05 februari 2024 15:45 t/m 16:45 - Locatie: EEMCS Hall G | Zet in mijn agenda

"There are two popular approaches to analyze high-dimensional regression problems. On the one hand, sparse can be used that yield models with a limited number of predictors and therefore are highly interpretable. Well-known methods are best subset selection, the lasso and elastic net.
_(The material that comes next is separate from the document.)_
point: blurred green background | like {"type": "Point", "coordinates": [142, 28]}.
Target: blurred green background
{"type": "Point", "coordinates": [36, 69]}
On the other hand, ensemble methods can be used which often outperform sparse methods in terms of prediction accuracy. Ensemble methods are usually “blackbox” methods that combine information from a large number of models, but lack interpretability. Well-known examples are
random forests and xgboost.

We aim to combine the strength of ensembling with the interpretability of sparse methods. To this end we introduce the split modeling framework to learn a small number of sparse models simultaneously from the data. We discuss the accuracy-diversity trade-off for ensembles which leads to an objective function that learns a few sparse and diverse models simultaneously from the data. Each of these models provides an explanation for the relationship between a subset of predictors and the outcome of interest. To minimize this objective function, we extend recent developments in optimization for sparse methods to our multi-model framework. By making a good choice for the ensembling function, the interpretability of each of the obtained models is retained by the resulting ensemble model. We show that at the same time these ensembles achieve excellent prediction accuracy and has good properties. We illustrate the good performance of our split modeling ensembles on gene expression data, considering both regression and classification problems."